This Monday, the PSD kicks off four days dedicated to health, including visits by Luís Montenegro to hospitals and health centers, and the presentation of “a document containing the policy guidelines” for the sector.
A meeting of the Permanent Commission of the PSD – narrow core of the leadership – is scheduled for this morning, focusing on health, followed by a press conference, on the day that passes a year when Montenegro was enshrined in Congress as the Social Democrats’ chairman .
Last Thursday, the social-democratic leader in Brussels announced that this week the party would “present a document outlining the policies that could end the decline of the National Health Service (SNS) and the health care of the population”.
“As the Council of Public Finance finally recognises, health management has been very inefficient. With more money we cannot meet people’s needs in terms of consultations, operations and even general medicine. More and more Portuguese are without access to a doctor,” he pointed out.
This afternoon Montenegro will visit the Garcia de Orta Hospital in Almada (Setúbal) and on Tuesday the University Hospital Center of the Algarve in Faro, and the Bial company in Trofa (Porto).
The program, which has not yet been fully announced, will continue until Thursday and will end with the debate organized by the PSD in the Assembly of the Republic, in which five draft resolutions already tabled last week will be discussed and voted on.
Recommendations to the government (without the force of law) focus on strengthening the SNS, generalization of general practitioners, access to medicines and continuous and palliative care, and reducing waiting lists for operations, consultations and examinations.
For example, the PSD recommends that the government use “all revenue derived from the tax on non-alcoholic beverages and 3% of the tax on tobacco” – which is estimated at €100 million per year – for health promotion and disease prevention through education campaigns .

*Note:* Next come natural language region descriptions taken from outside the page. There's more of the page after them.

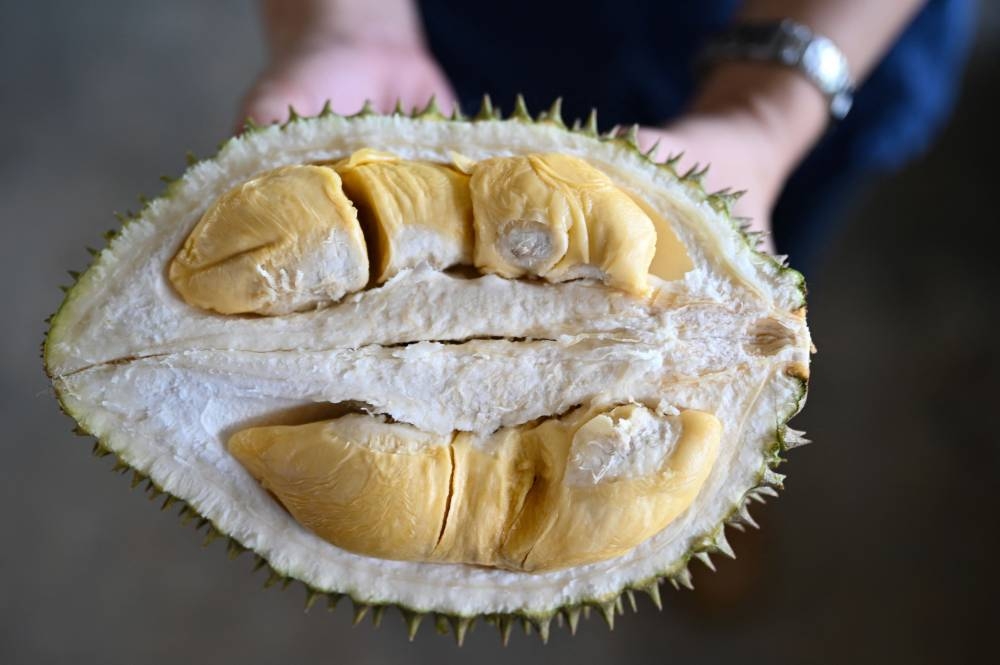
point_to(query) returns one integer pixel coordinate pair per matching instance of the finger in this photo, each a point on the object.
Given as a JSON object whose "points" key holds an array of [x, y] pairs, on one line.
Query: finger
{"points": [[269, 101]]}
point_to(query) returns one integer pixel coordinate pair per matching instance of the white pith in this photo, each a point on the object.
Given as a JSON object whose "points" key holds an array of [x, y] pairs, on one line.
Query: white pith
{"points": [[164, 384]]}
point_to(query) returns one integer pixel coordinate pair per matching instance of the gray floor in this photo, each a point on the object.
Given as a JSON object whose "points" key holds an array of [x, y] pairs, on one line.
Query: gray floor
{"points": [[880, 550]]}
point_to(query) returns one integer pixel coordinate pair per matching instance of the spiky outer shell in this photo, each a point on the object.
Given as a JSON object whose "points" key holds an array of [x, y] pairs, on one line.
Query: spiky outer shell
{"points": [[703, 220]]}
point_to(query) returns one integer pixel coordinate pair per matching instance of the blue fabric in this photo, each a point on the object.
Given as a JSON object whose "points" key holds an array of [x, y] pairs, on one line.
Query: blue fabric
{"points": [[633, 61]]}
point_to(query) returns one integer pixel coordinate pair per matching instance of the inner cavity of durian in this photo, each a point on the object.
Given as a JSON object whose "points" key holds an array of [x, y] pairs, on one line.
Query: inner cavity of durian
{"points": [[565, 490], [304, 236]]}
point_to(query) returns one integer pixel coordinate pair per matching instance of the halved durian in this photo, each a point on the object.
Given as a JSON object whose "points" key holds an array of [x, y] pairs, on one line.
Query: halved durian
{"points": [[510, 379]]}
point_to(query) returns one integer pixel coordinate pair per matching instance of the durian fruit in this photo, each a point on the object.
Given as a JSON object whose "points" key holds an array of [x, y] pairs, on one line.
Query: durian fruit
{"points": [[484, 368]]}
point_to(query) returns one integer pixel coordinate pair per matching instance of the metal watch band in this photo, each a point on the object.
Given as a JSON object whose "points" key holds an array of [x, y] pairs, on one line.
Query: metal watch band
{"points": [[793, 45]]}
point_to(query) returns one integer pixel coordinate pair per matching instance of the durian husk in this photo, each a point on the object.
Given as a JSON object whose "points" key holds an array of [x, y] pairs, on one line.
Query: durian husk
{"points": [[302, 137]]}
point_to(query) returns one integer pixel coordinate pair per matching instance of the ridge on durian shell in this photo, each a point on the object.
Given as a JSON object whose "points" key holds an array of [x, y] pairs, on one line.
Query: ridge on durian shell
{"points": [[768, 484]]}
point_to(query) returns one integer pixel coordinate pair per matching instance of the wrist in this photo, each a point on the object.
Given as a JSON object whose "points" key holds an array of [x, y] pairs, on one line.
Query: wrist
{"points": [[784, 111]]}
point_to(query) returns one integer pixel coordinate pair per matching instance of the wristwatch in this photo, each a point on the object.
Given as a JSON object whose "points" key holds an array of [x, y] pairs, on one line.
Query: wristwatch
{"points": [[793, 45]]}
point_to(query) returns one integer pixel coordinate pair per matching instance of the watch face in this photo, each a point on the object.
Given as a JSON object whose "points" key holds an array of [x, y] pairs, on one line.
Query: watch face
{"points": [[826, 65]]}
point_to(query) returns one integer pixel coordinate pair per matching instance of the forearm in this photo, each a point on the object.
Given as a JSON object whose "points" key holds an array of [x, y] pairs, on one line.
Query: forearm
{"points": [[297, 24], [781, 103]]}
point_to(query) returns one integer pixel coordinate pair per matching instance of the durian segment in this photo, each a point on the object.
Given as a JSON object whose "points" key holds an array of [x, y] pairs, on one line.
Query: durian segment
{"points": [[558, 217], [566, 522], [281, 242], [360, 482], [413, 212], [522, 499]]}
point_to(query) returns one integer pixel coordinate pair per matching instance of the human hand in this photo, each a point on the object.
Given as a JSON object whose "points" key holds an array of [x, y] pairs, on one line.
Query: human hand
{"points": [[751, 124], [346, 74], [739, 156]]}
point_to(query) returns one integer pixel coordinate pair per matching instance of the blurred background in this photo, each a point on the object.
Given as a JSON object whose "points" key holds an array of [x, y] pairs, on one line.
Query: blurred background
{"points": [[879, 550]]}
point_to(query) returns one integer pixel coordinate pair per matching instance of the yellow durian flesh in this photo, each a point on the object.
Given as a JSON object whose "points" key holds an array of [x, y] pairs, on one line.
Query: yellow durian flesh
{"points": [[505, 500], [558, 217], [305, 236], [412, 212], [370, 486], [281, 242]]}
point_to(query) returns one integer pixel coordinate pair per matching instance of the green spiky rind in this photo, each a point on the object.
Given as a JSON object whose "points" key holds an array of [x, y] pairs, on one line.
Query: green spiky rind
{"points": [[767, 484]]}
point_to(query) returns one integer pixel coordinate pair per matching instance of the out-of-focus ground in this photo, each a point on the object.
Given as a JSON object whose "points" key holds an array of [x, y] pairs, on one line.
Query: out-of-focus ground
{"points": [[880, 550]]}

The Social Democrats will also resume the defense of public-private partnerships, either for the private management of public units or for the direct realization of health services, “when such options are more advantageous, in terms of the binomial cost of quality”.
Inclusion in the compensation of SNS medical personnel “retribution according to the production performed and the health gain obtained” or the creation of a health card (an updated database of health infrastructure and equipment, whether public, private or social) are other recommendations.

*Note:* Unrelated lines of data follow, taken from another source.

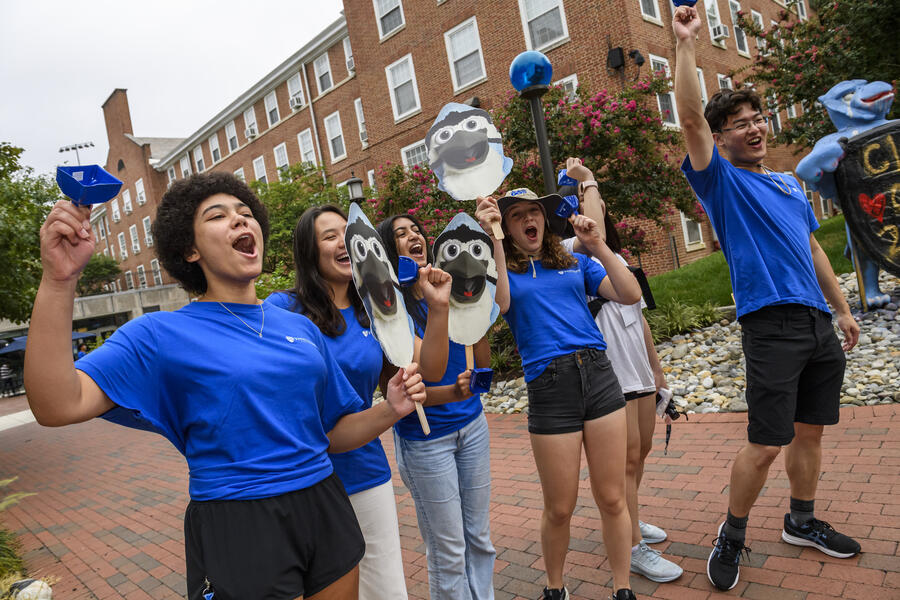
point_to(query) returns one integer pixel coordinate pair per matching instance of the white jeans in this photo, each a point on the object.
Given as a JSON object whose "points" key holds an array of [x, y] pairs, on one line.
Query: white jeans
{"points": [[381, 569]]}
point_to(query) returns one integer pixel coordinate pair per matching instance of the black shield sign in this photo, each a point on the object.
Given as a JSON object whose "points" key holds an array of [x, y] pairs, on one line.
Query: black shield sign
{"points": [[868, 183]]}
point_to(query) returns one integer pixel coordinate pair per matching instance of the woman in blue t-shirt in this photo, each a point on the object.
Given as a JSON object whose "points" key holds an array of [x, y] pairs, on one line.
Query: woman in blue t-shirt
{"points": [[218, 378], [574, 397], [448, 472]]}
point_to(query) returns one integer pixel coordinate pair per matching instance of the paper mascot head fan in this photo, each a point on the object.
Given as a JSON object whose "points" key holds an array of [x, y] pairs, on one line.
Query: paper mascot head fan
{"points": [[465, 252], [465, 152], [377, 285]]}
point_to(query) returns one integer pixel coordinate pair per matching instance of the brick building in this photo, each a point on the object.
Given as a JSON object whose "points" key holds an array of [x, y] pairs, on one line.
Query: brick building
{"points": [[366, 89]]}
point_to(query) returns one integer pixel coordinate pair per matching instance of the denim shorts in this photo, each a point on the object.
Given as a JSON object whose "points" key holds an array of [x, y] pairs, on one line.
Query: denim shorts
{"points": [[574, 388], [795, 369]]}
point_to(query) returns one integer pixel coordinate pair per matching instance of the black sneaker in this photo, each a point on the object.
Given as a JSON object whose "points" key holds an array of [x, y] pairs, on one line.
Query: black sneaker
{"points": [[820, 535], [549, 594], [723, 567]]}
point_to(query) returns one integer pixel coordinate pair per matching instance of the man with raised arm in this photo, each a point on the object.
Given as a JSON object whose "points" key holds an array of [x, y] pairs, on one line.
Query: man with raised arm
{"points": [[781, 279]]}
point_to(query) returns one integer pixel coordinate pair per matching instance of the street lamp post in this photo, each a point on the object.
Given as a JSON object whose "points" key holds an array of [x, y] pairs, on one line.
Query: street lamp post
{"points": [[530, 74]]}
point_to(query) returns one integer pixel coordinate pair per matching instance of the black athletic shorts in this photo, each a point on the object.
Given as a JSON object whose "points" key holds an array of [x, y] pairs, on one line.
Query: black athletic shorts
{"points": [[291, 545], [795, 369], [574, 388]]}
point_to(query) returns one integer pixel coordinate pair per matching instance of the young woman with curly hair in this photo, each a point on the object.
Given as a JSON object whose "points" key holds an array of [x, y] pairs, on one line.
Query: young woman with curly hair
{"points": [[574, 398], [218, 378]]}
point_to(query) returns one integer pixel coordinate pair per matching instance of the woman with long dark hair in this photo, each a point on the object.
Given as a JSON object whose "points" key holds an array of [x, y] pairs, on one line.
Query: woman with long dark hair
{"points": [[448, 473]]}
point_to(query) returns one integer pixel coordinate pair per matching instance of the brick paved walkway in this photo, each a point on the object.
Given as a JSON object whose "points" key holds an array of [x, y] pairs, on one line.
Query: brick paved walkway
{"points": [[107, 518]]}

Regarding access to continuous and palliative care, the PSD asks the government, with concrete targets until 2026, to strengthen the number of beds in both areas and the state’s financial contribution.
In order to shorten waiting times for operations, consultations and exams, the Social Democrats defend additional incentives for the recovery of the assistance activity programmed in the SNS and the signing of contracts with entities in the private sector, the social sector and with professionals in a self-employed regime ” when the maximum guaranteed response times are exceeded”.
The PSD also wants the government to “fulfill the Prime Minister’s 2016 pledge to allocate a GP to all Portuguese”, if necessary using the social and private sector to ensure universal coverage of the entire population.